Kemampuan berpikir terbuka dan objektif menjadi syarat mutlak untuk terus belajar dan berinovasi. Fanatisme akan menghambat seseorang untuk menganalisis kelebihan serta kekurangan masing-masing bahasa pemrograman, sehingga peluang untuk menciptakan solusi perangkat lunak yang lebih baik tidak dapat diraih.
Kerja sama tim antarprogrammer dengan latar belakang beragam sangatlah dibutuhkan dalam pengembangan perangkat lunak modern. Aplikasi modern cenderung menggunakan bahasa dan teknologi yang berbeda untuk berbagai komponen yang kompleks. Oleh karena itu, kerja sama tim hendaknya didasarkan pada keahlian masing-masing, bukan ketertarikan pribadi terhadap satu bahasa saja. Selain itu sikap keterbukaan dan mau mempelajari hal baru juga perlu diterapkan agar kolaborasi antaranggota tim dapat berjalan dengan baik.
Dampak negatif sikap fanatisme dapat menyebabkan pemilihan bahasa pemrograman tidak didasarkan pada kesesuaian kebutuhan bisnis dan arsitektur teknis proyek. Padahal pemilihan bahasa pemrograman yang tepat sangat mempengaruhi kualitas, keamanan, skalabilitas, dan biaya pemeliharaan perangkat lunak. Misalnya, menggunakan bahasa Python untuk membangun sistem berbasis mikroservices mungkin bukan pilihan yang bijak dari sudut pandang arsitektur.
Fanatisme berlebihan juga dapat menghambat adopsi bahasa dan teknologi baru, meskipun sebenarnya solusi baru tersebut dapat meningkatkan produktivitas pengembangan perangkat lunak. Seorang insinyur perangkat lunak hendaknya mampu menilai manfaat dan kelemahan dari berbagai pilihan teknologi, bukan hanya bersikukuh pada satu pilihan saja. Terbuka pada perubahan sangat penting untuk mengikuti perkembangan zaman.
Sebagai contoh, programmer yang terlalu fanatik pada bahasa Java akan sulit untuk menerima bahwa bahasa lain juga memiliki kelebihan tersendiri. Mereka cenderung menutup diri untuk belajar bahasa baru dan tetap bersikukuh bahwa Java adalah yang terbaik.

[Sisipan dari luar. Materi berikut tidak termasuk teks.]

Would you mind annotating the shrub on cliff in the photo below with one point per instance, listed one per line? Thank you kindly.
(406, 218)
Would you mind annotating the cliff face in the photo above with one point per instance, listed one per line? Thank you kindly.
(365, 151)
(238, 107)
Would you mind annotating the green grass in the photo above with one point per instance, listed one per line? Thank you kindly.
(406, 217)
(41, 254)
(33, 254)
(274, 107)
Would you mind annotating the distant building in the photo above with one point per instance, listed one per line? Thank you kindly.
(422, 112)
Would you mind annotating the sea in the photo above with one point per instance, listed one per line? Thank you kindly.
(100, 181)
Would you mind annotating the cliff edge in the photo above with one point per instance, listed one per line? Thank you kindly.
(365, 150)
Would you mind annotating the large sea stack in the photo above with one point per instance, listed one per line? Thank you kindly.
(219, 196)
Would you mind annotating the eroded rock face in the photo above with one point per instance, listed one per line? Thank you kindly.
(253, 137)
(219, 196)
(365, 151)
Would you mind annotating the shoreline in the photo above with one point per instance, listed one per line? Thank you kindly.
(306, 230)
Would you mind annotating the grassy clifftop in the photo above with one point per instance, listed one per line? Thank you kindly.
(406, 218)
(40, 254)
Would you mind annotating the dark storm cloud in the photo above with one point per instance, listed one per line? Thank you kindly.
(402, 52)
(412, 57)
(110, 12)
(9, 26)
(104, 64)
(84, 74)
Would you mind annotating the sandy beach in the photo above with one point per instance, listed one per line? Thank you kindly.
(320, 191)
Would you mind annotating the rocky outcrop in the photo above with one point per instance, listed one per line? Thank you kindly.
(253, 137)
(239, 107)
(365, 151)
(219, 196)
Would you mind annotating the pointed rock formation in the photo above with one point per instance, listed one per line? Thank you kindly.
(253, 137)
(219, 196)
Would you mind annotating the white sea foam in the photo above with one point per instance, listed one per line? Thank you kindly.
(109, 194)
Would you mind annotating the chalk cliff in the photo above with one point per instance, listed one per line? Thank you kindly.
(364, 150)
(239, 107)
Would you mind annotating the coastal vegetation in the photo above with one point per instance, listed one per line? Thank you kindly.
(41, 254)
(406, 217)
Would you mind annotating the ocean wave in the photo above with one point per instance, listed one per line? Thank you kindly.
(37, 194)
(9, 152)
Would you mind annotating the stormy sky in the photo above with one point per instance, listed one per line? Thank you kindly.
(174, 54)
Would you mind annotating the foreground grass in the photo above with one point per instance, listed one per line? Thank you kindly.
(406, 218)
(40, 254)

Hal ini tentu saja akan menghambat pertumbuhan pengetahuan dan keterampilan sebagai seorang programmer.
Dalam proyek pengembangan perangkat lunak berbasis tim, sikap fanatik ini juga dapat sangat menimbulkan masalah bahkan perselisiha. Misalnya, programmer Java fanatik akan sulit bekerja sama dengan tim yang menggunakan bahasa lain seperti C#, Python, JavaScript, atau PHP. Mereka cenderung bersikeras untuk menggunakan Java meskipun pada kasus tertentu bahasa lain lebih tepat. Sikap seperti ini dapat menghambat kelancaran proses development, terutama jika proyek digarap dalam bentuk tim dan dapat menyebabkan perselisihan antaranggota tim.

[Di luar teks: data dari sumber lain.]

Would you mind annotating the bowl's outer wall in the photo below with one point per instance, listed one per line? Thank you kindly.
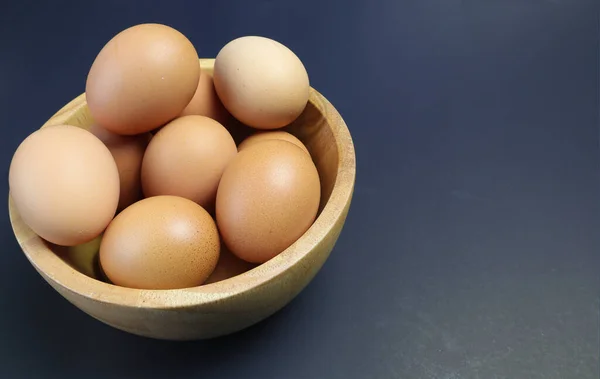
(214, 319)
(197, 318)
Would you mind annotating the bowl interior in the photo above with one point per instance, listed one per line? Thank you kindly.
(319, 127)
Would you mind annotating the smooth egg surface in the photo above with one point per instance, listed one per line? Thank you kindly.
(161, 242)
(268, 197)
(261, 82)
(260, 136)
(187, 158)
(65, 184)
(142, 78)
(128, 152)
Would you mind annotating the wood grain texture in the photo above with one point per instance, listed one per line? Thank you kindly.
(233, 304)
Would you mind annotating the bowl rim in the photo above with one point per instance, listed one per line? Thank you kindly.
(58, 272)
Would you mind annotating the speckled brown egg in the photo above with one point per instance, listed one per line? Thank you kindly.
(128, 152)
(162, 242)
(187, 158)
(65, 184)
(142, 78)
(261, 82)
(206, 102)
(268, 197)
(260, 136)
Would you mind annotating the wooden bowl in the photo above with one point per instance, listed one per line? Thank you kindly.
(232, 304)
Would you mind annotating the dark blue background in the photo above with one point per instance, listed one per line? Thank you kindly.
(472, 245)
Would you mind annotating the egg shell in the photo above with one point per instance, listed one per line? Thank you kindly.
(268, 197)
(65, 184)
(84, 257)
(260, 136)
(142, 78)
(228, 266)
(261, 82)
(128, 153)
(187, 158)
(206, 102)
(162, 242)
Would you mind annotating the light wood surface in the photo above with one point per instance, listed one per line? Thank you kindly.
(229, 305)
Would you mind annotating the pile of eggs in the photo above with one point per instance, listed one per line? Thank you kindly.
(158, 183)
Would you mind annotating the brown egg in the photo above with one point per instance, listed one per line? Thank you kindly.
(261, 82)
(128, 152)
(268, 197)
(65, 184)
(206, 102)
(269, 135)
(228, 266)
(187, 158)
(162, 242)
(142, 78)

Selain itu, pengaplikasian bahasa pemrograman semata-mata hanya karena fanatisme bukan karena kesesuaian kebutuhan bisnis atau teknis juga dapat menghasilkan perangkat lunak yang kurang optimal. Padahal dalam pengembangan perangkat lunak, pemilihan bahasa pemrogramman yang tepat sangat berpengaruh terhadap kualitas hasil akhirnya.
Oleh karena itu, sikap terbuka dan objektif merupakan hal yang sangat penting bagi seorang programmer maupun software engineer. Fanatisme berlebihan hanya akan menghambat fleksibilitas dan inovasi dalam pemecahan masalah. Padahal pada kenyataannya, kemampuan menganalisis keunggulan masing-masing bahasa akan membuka peluang untuk menciptakan solusi perangkat lunak yang lebih baik lagi.